Ben-Zvi was born in Poltava in the Ukraine on November 24, 1883 and had a traditional Jewish upbringing.
He studied in Kiev, but his schooling was interrupted by pogroms.
He became active in Jewish self-defense and in organizing the Poale Zion socialist party with its founder Ber Borochov.
In 1906 he escaped from the Poltava police, who accused him of illegal Zionist activities: the following year he immigrated to Eretz Israel, where he forged a life-long friendship and collaboration with David Ben-Gurion. Together they established the Eretz Israel branch of Poale Zion, which stood for a fusion of democratic-socialism and Zionism, calling for the revival of Hebrew, return to the soil, Jewish labor, and self-defense.
Before World War I he was one of the founders of Ha-Shomer (the Watchman Defense association, which was the forerunner of Jewish self-defense in the country) and the print workers union and served as delegate to various Zionist and socialist gatherings.
In 1914 his law studies in Istanbul were abruptly terminated by the war. A year later he and Ben-Gurion were expelled from Palestine by the Turkish authorities. They proceeded to the United States and engaged in Zionist socialist work. In 1917 they joined the Jewish Legion, returning with it to Palestine a year later as part of the British Army.
In 1927 he was elected member of the Jerusalem municipal council. From 1931 to 1944 he served as chairman of the National Council of Palestinian Jewry (Va’ad Le’umi), which looked after the affairs of the country’s Jewish community in the spheres of health, welfare, education, religious matters, and local authorities, and became its president in 1945. During Israel’s war of independence, he was one of the leaders of the beleaguered Jewish communtiy of Jerusalem. His son Eli fell in battle.
Elected to Israel’s parliament, the Knesset, in 1949 and 1951, he was nominated to be Israel’s president following the death of Chaim Weizmann, and was elected to the office three times, an unprecedented feat, thanks to his enormous popularity. He served from 1953 to 1963 and died shortly after the beginning of his third term.

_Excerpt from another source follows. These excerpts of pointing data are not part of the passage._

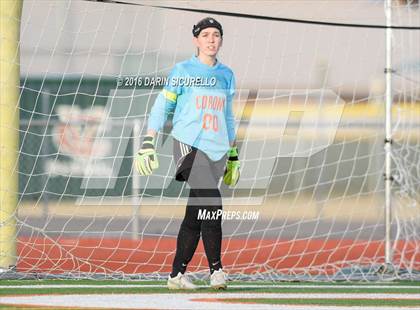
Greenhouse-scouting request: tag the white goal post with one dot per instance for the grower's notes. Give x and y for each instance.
(327, 112)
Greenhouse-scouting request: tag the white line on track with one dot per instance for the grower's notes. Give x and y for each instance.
(208, 301)
(298, 286)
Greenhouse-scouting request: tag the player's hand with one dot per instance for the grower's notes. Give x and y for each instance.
(146, 159)
(231, 176)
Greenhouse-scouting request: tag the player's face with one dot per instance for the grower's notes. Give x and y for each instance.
(209, 41)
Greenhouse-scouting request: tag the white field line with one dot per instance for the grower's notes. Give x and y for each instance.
(209, 301)
(36, 286)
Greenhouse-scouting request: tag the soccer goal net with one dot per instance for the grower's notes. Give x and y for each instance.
(310, 109)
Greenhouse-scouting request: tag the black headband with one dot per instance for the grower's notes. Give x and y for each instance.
(207, 22)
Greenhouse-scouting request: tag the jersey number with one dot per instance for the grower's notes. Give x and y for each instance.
(210, 121)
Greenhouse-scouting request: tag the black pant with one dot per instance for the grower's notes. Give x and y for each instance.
(203, 212)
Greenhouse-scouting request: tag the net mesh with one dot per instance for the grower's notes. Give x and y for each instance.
(310, 130)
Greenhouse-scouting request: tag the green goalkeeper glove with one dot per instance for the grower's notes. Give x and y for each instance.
(231, 176)
(146, 159)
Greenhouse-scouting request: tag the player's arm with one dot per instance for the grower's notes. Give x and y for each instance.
(146, 159)
(232, 172)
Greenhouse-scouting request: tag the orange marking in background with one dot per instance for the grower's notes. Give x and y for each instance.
(314, 256)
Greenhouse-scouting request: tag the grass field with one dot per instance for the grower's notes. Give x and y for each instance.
(115, 294)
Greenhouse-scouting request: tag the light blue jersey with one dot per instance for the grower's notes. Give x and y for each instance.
(200, 97)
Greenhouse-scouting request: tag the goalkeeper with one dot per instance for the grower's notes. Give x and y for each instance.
(199, 94)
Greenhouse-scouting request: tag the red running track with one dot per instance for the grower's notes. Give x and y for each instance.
(316, 256)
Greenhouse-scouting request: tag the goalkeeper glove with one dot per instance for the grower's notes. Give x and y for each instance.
(231, 176)
(146, 159)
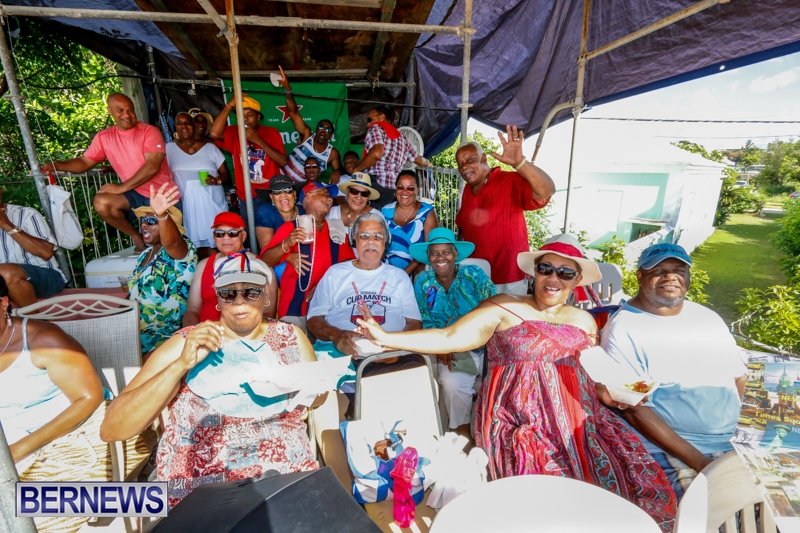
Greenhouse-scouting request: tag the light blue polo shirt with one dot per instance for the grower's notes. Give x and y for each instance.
(696, 361)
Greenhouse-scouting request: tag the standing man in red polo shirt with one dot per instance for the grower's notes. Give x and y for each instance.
(265, 153)
(491, 214)
(137, 154)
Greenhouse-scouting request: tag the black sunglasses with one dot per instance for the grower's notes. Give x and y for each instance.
(232, 233)
(567, 274)
(354, 192)
(228, 296)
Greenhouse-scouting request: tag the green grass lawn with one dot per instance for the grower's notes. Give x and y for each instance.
(736, 257)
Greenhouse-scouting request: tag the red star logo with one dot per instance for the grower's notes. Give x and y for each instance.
(283, 109)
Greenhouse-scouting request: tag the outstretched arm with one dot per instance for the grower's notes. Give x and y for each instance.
(157, 382)
(471, 331)
(540, 182)
(294, 112)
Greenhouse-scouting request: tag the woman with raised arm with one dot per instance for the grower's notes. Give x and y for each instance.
(537, 411)
(218, 430)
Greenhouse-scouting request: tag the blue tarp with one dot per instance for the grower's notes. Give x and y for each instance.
(524, 54)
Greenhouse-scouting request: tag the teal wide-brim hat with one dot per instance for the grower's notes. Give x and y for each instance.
(419, 251)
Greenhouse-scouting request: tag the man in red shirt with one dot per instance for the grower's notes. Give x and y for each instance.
(491, 214)
(311, 260)
(265, 153)
(137, 153)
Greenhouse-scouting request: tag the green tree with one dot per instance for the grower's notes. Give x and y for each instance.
(536, 221)
(63, 120)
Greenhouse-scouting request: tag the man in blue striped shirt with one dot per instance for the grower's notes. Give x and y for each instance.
(27, 255)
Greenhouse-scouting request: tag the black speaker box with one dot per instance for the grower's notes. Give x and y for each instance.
(302, 502)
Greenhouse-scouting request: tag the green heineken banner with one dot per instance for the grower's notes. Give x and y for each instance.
(316, 101)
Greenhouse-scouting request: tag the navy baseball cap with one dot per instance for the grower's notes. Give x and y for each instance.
(659, 252)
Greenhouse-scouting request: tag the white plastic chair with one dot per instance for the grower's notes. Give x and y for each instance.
(721, 490)
(108, 329)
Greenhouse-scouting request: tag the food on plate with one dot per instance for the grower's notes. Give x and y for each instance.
(642, 387)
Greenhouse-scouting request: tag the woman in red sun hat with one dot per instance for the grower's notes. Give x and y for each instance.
(229, 237)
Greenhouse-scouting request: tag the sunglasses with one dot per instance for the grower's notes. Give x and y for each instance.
(372, 236)
(228, 296)
(232, 233)
(567, 274)
(356, 192)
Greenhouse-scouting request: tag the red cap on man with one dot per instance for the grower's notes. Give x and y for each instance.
(227, 218)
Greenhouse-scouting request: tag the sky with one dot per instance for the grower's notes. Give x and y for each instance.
(769, 90)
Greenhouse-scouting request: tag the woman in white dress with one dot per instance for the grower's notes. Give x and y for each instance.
(357, 192)
(187, 157)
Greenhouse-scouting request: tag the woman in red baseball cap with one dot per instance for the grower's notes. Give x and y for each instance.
(230, 237)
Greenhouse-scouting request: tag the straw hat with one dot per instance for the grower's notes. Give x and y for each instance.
(566, 246)
(361, 179)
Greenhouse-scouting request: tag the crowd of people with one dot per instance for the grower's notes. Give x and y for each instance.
(361, 257)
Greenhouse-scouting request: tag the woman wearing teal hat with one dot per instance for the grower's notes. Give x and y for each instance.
(444, 294)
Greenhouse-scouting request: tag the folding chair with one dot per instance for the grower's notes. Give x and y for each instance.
(410, 395)
(108, 329)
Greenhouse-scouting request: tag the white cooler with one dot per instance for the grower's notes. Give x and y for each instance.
(104, 272)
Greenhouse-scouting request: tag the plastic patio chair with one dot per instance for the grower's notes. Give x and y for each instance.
(723, 489)
(108, 329)
(410, 395)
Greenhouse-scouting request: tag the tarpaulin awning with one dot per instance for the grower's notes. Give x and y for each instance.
(525, 52)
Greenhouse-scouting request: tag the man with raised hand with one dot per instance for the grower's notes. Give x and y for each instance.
(265, 152)
(316, 144)
(686, 348)
(492, 214)
(137, 154)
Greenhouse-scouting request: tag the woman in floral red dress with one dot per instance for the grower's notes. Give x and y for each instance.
(538, 411)
(217, 429)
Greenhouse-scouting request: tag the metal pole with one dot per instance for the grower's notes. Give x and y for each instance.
(27, 139)
(467, 33)
(152, 65)
(247, 20)
(576, 109)
(9, 523)
(229, 30)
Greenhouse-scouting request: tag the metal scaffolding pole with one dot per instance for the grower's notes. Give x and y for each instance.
(27, 139)
(578, 107)
(229, 30)
(9, 523)
(246, 20)
(467, 33)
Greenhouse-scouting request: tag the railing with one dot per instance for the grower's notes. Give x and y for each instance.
(443, 185)
(100, 239)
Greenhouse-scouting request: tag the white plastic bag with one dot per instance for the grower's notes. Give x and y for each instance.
(69, 233)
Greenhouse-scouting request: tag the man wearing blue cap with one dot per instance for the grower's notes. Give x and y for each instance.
(688, 350)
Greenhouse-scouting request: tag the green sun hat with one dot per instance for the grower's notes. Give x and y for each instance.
(419, 251)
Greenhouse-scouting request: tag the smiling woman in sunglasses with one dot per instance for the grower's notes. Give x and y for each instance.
(538, 411)
(218, 430)
(358, 192)
(229, 238)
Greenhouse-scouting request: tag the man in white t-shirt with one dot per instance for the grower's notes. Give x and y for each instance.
(688, 350)
(386, 289)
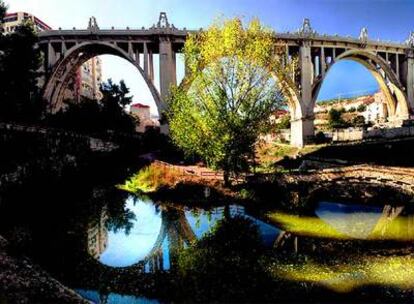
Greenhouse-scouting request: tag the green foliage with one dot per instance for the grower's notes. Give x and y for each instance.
(361, 108)
(20, 61)
(90, 116)
(335, 120)
(151, 178)
(230, 94)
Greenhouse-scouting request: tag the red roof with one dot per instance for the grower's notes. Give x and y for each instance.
(27, 14)
(139, 105)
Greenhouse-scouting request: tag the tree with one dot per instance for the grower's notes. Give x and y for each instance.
(335, 120)
(3, 10)
(229, 95)
(20, 62)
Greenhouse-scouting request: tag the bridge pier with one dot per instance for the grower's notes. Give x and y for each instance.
(302, 131)
(302, 128)
(410, 79)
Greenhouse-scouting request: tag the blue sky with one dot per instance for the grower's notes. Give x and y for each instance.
(385, 19)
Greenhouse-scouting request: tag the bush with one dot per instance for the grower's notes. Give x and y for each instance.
(152, 178)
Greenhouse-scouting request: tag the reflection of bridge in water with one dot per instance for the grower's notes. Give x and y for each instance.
(387, 223)
(176, 234)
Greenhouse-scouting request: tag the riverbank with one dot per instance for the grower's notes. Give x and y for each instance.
(23, 282)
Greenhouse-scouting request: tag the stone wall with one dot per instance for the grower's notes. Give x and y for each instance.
(381, 133)
(394, 177)
(23, 282)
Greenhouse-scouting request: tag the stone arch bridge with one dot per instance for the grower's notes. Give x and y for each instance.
(392, 64)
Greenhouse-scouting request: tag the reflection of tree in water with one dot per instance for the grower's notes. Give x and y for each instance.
(225, 265)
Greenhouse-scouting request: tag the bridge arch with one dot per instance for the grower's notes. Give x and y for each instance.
(388, 81)
(66, 67)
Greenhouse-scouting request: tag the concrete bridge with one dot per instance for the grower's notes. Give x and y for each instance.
(392, 64)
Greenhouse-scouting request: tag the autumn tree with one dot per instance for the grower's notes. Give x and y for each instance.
(229, 93)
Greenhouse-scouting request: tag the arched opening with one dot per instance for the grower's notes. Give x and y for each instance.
(65, 71)
(359, 91)
(359, 82)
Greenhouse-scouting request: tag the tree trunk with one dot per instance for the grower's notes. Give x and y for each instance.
(226, 176)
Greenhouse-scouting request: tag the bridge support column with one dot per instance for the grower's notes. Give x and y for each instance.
(410, 80)
(167, 68)
(145, 60)
(302, 128)
(302, 131)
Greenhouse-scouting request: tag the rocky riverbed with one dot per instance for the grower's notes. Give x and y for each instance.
(23, 282)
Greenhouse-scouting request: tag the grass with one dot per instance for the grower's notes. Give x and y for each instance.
(268, 154)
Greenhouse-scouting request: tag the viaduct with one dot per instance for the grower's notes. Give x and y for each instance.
(392, 64)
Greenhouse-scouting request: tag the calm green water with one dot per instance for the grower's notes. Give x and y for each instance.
(118, 248)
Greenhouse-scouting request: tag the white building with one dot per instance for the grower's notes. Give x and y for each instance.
(12, 20)
(144, 115)
(376, 112)
(89, 80)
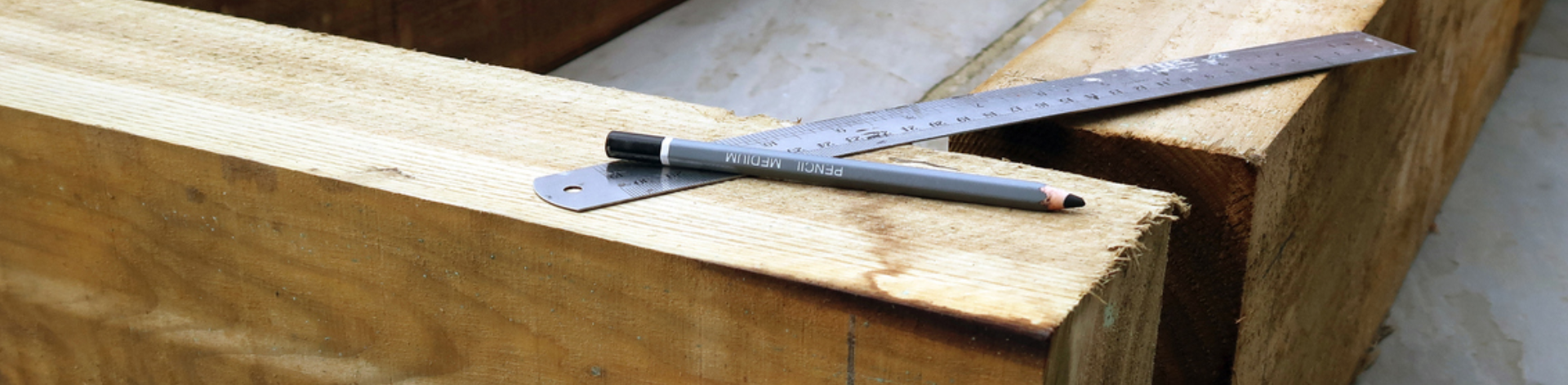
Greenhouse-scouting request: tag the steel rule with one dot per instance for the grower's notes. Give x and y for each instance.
(615, 182)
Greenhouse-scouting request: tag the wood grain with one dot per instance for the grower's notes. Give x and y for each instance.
(535, 35)
(1310, 195)
(203, 199)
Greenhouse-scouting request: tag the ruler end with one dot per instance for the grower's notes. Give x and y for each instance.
(574, 190)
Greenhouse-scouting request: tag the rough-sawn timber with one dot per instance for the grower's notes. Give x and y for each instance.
(1310, 195)
(201, 199)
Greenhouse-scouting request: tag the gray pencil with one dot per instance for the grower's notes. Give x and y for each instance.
(841, 172)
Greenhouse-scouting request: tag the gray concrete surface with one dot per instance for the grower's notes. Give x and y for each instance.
(799, 59)
(1487, 299)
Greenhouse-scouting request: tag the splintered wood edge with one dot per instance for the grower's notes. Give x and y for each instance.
(475, 136)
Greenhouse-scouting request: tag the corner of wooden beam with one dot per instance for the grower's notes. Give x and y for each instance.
(1310, 195)
(243, 200)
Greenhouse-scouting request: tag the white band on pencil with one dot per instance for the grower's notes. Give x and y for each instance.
(664, 151)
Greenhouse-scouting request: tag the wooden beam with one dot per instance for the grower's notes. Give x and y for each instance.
(1312, 195)
(201, 199)
(535, 35)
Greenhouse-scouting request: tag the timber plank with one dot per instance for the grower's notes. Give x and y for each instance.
(535, 35)
(1310, 195)
(201, 199)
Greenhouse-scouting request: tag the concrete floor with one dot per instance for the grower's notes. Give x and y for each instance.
(1487, 299)
(1486, 302)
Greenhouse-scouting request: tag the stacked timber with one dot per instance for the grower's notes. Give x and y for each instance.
(195, 199)
(1310, 195)
(535, 35)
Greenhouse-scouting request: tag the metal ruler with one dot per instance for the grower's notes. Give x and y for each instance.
(615, 182)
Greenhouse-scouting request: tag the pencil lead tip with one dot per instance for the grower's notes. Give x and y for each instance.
(1073, 202)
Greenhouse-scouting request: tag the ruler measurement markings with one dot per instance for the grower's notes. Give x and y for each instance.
(911, 123)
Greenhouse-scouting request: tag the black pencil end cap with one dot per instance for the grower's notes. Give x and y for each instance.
(632, 146)
(1073, 202)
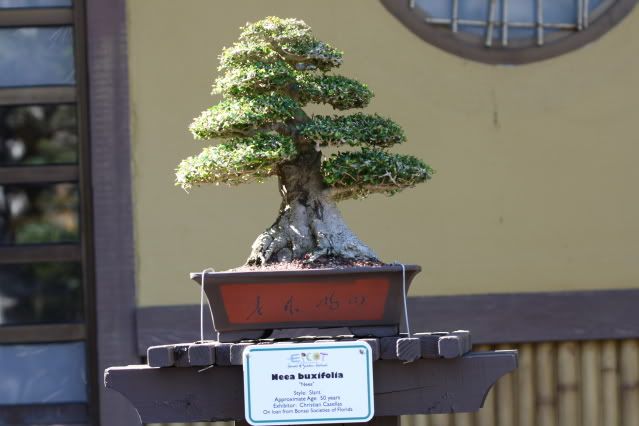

A modest man, he sought to bring the exalted office of the president closer to the people of Israel, who were then being welded into a nation as large numbers of immigrants streamed into the country. He instituted an open-house policy, inviting the public to the presidential residence on holidays. He paid special attention to Israel’s minorities and advocated the rights of the small Samaritan community, on whom he wrote a standard work.
A noted scholar and researcher, his field of study was the history of the Holy Land and the special character of various Jewish communities in the Dias¬pora. He was a prolific writer who authored books and articles in these areas, including The Exiled and the Redeemed (Philadelphia, 1957) and encouraged research and publications, founding the Ben-Zvi Institute for the Study of Middle Eastern Jewish Communities. He rose above the daily political tumult, able to find that which united and bridged over differences.